Do you say “I read it in a book” or do you really know how it works? So many people learn the buzzwords and really don’t understand the underlying concepts. Which comes out when you start having a detailed conversation on the topic. I’ve had this happen and I feel embarrassed that I do not know enough and also frustrated because there is never enough time to learn everything. Then there is the fact that we only retain about 10% of what we read. According to the learning pyramid, from the NTL Institute for Applied Behavioral Science, we retain 10% from reading, 20% from audio/visual, 30% from demonstrations, and 90% from teaching others what we have learned.

The moral of the story – begin teaching others to become smarter! Seriously, you will retain more of what you learned if you prepare and hopefully teach others the techniques you’ve learned. It is called the Feynman Technique and it defines how to quickly learn pretty much anything. The concept breaks a topic down into its core and then explains it a 5 year old.

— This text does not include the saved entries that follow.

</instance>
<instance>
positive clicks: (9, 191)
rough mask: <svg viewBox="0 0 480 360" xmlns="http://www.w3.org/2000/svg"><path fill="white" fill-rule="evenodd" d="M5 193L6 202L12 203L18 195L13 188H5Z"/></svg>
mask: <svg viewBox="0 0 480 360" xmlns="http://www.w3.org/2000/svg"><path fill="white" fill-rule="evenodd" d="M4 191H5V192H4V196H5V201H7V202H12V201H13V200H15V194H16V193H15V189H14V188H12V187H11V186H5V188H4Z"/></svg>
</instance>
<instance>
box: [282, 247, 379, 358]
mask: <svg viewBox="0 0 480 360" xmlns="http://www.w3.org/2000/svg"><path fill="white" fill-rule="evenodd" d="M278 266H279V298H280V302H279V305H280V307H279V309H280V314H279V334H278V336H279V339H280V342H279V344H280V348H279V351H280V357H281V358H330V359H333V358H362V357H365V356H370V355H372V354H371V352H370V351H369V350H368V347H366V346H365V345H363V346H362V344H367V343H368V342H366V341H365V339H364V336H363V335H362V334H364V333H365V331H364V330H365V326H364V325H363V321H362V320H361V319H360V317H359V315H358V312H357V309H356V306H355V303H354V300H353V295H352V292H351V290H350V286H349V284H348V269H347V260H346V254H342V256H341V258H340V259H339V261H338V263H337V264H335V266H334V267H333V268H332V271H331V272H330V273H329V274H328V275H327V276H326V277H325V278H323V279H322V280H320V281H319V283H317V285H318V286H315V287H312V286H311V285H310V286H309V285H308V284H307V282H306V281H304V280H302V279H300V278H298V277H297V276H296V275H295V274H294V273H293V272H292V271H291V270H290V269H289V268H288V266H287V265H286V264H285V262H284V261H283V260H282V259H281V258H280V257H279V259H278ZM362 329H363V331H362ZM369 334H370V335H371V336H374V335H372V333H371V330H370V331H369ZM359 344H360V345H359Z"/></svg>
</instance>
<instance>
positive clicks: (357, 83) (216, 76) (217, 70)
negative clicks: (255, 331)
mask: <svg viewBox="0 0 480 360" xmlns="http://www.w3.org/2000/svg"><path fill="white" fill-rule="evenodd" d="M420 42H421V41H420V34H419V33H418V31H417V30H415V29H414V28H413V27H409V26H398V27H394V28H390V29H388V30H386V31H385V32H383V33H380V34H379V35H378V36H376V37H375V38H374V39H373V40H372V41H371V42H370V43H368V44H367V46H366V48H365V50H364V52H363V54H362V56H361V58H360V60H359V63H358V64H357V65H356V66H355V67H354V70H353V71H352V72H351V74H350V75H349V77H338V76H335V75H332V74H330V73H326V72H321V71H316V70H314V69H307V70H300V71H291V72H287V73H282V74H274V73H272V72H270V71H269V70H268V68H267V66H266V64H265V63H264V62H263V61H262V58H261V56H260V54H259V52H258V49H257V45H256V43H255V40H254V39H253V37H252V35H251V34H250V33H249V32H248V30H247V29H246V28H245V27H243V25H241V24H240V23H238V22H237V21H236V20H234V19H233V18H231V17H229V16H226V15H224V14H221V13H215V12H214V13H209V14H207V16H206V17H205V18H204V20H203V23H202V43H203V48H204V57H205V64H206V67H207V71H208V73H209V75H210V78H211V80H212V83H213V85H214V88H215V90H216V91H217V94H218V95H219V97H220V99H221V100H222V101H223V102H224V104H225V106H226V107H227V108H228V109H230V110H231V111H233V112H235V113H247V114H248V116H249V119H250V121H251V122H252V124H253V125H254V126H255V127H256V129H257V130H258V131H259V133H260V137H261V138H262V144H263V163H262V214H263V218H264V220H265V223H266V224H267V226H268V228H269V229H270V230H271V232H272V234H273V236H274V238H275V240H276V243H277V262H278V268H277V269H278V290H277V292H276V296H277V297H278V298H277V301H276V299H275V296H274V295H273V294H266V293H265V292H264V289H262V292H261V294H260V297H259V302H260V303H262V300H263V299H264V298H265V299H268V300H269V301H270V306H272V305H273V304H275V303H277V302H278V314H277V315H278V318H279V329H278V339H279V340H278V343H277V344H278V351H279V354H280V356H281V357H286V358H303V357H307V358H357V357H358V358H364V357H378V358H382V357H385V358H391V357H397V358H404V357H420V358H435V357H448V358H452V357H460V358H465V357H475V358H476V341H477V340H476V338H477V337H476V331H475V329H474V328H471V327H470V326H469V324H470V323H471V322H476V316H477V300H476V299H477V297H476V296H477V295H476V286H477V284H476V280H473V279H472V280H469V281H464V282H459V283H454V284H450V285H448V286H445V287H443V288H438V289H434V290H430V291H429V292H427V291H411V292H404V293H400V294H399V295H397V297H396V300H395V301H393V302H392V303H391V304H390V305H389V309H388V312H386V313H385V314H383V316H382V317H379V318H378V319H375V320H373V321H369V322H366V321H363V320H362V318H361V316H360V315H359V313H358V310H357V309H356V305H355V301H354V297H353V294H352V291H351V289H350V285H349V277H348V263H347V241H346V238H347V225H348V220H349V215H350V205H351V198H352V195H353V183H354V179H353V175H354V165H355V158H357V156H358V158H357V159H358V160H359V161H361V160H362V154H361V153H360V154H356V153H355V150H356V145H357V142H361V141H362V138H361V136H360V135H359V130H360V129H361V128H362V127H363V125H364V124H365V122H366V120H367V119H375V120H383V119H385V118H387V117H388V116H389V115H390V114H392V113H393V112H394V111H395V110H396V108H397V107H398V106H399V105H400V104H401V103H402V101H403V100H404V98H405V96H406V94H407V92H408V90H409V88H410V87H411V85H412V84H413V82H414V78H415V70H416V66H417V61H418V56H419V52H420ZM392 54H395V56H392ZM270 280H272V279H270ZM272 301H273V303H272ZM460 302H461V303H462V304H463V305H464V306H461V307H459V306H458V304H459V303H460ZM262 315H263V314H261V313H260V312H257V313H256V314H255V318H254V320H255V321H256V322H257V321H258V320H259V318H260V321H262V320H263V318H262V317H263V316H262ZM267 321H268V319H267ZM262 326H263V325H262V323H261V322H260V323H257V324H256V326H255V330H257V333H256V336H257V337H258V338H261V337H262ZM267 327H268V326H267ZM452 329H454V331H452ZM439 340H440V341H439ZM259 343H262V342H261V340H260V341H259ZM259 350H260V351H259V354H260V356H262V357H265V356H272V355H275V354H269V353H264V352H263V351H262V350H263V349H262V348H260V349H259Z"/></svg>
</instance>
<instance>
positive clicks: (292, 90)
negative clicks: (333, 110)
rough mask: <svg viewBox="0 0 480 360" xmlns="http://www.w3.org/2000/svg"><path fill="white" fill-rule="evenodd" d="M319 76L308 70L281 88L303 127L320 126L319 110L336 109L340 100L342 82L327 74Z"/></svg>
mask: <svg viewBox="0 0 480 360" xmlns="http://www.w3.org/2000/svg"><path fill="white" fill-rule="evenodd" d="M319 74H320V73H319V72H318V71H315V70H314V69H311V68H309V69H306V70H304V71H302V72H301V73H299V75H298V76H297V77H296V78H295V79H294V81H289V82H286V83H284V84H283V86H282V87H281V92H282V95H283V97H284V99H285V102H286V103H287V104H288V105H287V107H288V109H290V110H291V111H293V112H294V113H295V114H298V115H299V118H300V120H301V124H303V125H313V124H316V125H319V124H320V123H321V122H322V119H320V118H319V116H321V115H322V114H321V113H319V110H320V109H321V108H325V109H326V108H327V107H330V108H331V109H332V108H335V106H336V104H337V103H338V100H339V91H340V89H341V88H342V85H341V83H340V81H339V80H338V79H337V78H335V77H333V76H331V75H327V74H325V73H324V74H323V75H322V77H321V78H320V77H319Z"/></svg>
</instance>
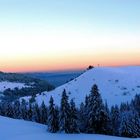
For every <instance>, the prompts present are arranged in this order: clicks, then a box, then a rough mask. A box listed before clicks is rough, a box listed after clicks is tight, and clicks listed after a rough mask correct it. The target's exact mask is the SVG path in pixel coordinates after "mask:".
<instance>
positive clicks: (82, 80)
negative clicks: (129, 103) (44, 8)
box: [24, 66, 140, 106]
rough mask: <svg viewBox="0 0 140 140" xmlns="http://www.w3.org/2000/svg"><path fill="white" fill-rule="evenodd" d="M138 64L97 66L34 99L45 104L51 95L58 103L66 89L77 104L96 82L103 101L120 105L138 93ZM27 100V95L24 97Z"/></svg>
mask: <svg viewBox="0 0 140 140" xmlns="http://www.w3.org/2000/svg"><path fill="white" fill-rule="evenodd" d="M139 77H140V66H132V67H98V68H93V69H91V70H88V71H86V72H85V73H83V74H82V75H80V76H79V77H77V78H76V79H74V80H72V81H70V82H68V83H66V84H64V85H62V86H60V87H58V88H56V89H55V90H53V91H50V92H43V93H42V94H41V95H37V97H36V101H37V103H38V104H41V103H42V101H44V102H45V103H46V104H47V105H48V103H49V99H50V97H51V96H53V98H54V101H55V104H57V105H59V104H60V99H61V94H62V92H63V90H64V89H66V91H67V93H68V94H69V97H70V99H74V100H75V102H76V104H77V105H79V104H80V103H81V102H82V101H84V98H85V96H86V95H88V94H89V93H90V90H91V87H92V86H93V84H97V85H98V87H99V90H100V93H101V96H102V98H103V100H104V101H107V103H108V105H109V106H111V105H115V104H118V105H120V104H121V102H129V101H130V100H131V99H132V98H133V97H134V96H135V95H136V94H140V78H139ZM24 99H25V100H29V97H27V98H26V97H25V98H24Z"/></svg>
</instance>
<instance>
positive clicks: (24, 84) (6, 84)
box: [0, 81, 28, 92]
mask: <svg viewBox="0 0 140 140" xmlns="http://www.w3.org/2000/svg"><path fill="white" fill-rule="evenodd" d="M16 87H17V88H18V89H21V88H23V87H28V86H26V85H25V83H17V82H8V81H3V82H0V92H3V91H5V90H6V89H8V88H10V89H14V88H16Z"/></svg>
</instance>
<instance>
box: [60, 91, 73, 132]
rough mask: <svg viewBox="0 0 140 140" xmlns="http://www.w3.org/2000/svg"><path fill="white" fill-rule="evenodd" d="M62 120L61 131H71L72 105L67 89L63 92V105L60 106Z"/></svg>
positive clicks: (66, 131)
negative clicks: (70, 127) (67, 93)
mask: <svg viewBox="0 0 140 140" xmlns="http://www.w3.org/2000/svg"><path fill="white" fill-rule="evenodd" d="M59 118H60V121H59V128H60V131H64V132H65V133H70V105H69V102H68V96H67V94H66V90H64V91H63V93H62V99H61V106H60V117H59Z"/></svg>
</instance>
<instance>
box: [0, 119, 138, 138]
mask: <svg viewBox="0 0 140 140" xmlns="http://www.w3.org/2000/svg"><path fill="white" fill-rule="evenodd" d="M0 140H131V139H130V138H121V137H113V136H104V135H94V134H52V133H48V132H47V126H45V125H41V124H37V123H33V122H28V121H23V120H14V119H10V118H6V117H1V116H0ZM134 140H140V138H138V139H134Z"/></svg>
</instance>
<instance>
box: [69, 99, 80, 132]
mask: <svg viewBox="0 0 140 140" xmlns="http://www.w3.org/2000/svg"><path fill="white" fill-rule="evenodd" d="M77 116H78V112H77V109H76V107H75V103H74V101H73V99H72V100H71V102H70V133H79V128H78V117H77Z"/></svg>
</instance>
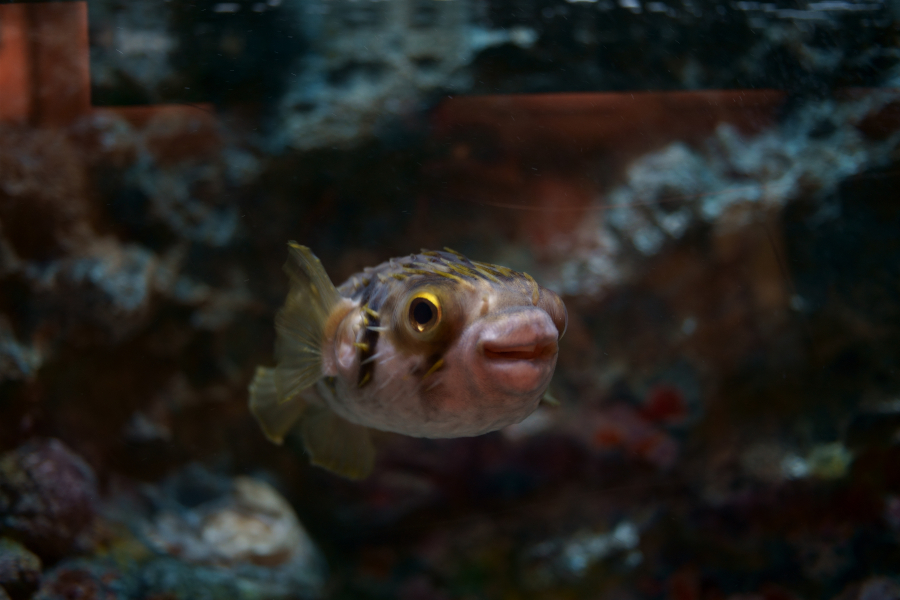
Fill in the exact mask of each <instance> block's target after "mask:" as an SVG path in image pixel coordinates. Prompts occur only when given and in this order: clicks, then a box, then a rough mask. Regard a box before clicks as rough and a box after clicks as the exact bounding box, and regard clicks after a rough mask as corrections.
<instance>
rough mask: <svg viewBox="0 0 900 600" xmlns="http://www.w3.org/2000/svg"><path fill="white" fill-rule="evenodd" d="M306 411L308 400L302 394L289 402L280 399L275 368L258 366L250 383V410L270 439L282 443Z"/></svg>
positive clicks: (267, 435) (263, 432)
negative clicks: (277, 385) (281, 400)
mask: <svg viewBox="0 0 900 600" xmlns="http://www.w3.org/2000/svg"><path fill="white" fill-rule="evenodd" d="M305 411H306V401H304V400H303V398H301V397H300V396H294V397H293V398H291V399H289V400H288V401H287V402H280V401H279V399H278V393H277V391H276V389H275V369H267V368H265V367H257V368H256V375H255V376H254V377H253V381H252V382H251V383H250V412H252V413H253V416H254V417H256V420H257V421H258V422H259V425H260V427H262V430H263V433H265V434H266V437H267V438H269V440H271V441H273V442H275V443H276V444H281V443H282V442H283V441H284V436H285V434H287V432H288V431H289V430H290V429H291V427H293V426H294V425H295V424H296V423H297V421H298V420H299V419H300V417H302V416H303V413H304V412H305Z"/></svg>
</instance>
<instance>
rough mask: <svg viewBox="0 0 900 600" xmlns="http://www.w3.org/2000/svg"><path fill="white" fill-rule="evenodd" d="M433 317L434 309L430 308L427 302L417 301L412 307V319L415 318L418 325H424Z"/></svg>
mask: <svg viewBox="0 0 900 600" xmlns="http://www.w3.org/2000/svg"><path fill="white" fill-rule="evenodd" d="M433 317H434V311H433V310H431V306H430V305H429V303H428V302H425V301H422V302H417V303H416V305H415V307H413V319H415V320H416V323H418V324H419V325H425V324H426V323H428V322H429V321H431V319H432V318H433Z"/></svg>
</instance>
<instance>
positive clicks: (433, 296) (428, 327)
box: [409, 294, 441, 333]
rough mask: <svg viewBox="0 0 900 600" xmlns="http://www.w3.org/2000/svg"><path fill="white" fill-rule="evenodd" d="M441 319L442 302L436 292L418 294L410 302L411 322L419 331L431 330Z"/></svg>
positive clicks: (432, 328)
mask: <svg viewBox="0 0 900 600" xmlns="http://www.w3.org/2000/svg"><path fill="white" fill-rule="evenodd" d="M440 321H441V303H440V301H438V299H437V296H435V295H434V294H418V295H417V296H416V297H415V298H413V299H412V300H411V301H410V303H409V322H410V324H411V325H412V326H413V329H415V330H416V331H418V332H419V333H425V332H427V331H431V330H432V329H434V327H435V326H436V325H437V324H438V323H439V322H440Z"/></svg>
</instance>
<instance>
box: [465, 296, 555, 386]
mask: <svg viewBox="0 0 900 600" xmlns="http://www.w3.org/2000/svg"><path fill="white" fill-rule="evenodd" d="M478 338H479V339H478V352H479V353H480V355H481V356H482V357H483V358H484V360H483V361H482V362H481V368H482V369H484V374H485V375H486V376H487V377H488V378H489V379H490V380H491V382H492V385H493V386H499V387H500V388H503V389H507V390H509V391H511V392H515V393H517V394H519V393H529V392H531V391H532V390H536V389H539V388H541V387H543V386H544V385H546V383H547V381H549V378H550V376H551V375H552V373H553V367H554V365H555V363H556V354H557V351H558V346H557V341H558V338H559V332H557V331H556V326H555V325H554V324H553V321H552V320H551V319H550V317H549V316H548V315H547V313H546V312H544V311H543V310H540V309H536V308H530V307H529V308H523V309H518V310H515V311H510V312H505V313H504V314H503V315H497V318H495V320H492V322H491V323H490V324H488V325H487V326H486V327H484V329H483V330H482V331H481V332H480V335H479V336H478Z"/></svg>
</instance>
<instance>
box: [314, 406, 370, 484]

There are several variations on the web, but the technique may be defined as:

  1. Choose a Concept
  2. Explain it to a 5 year old
  3. Understand your knowledge gap
  4. Simplify as much as possible
    1. Use Analogies, stories, etc..

In the Real-World

The process really is straightforward. We want to write an explanation that is simple, not stupid and unintelligent, but simple, clear, and concise. Here are the steps:

  1. Get out a piece of paper (or word, etc.)
  2. At the top write the topic or subject you want to clarify and teach to another
  3. Begin explaining the topic in your writing on the paper.
    1. Use simple language
    2. Use Diagrams
    3. Use Analogies and stories
  4. Review the draft for lack of clarity or missing content.
    1. Go back and research
    2. Update the document and continue the loop reviewed in #3 above
  5. Final review is looking to see that we’ve obtained clarity.
    1. Look for any technical jargon, etc..
    2. Update the document to provide additional clarity


Record Yourself

Another technique I recommend is recording yourself. With today’s technology you can easily record and review your progress. Check if you are clear and concise when teaching the topic or are you pausing, skipping, or just lost on the details? Do this until you are able to explain the topic clearly. The camera will help you with presentation skills as well.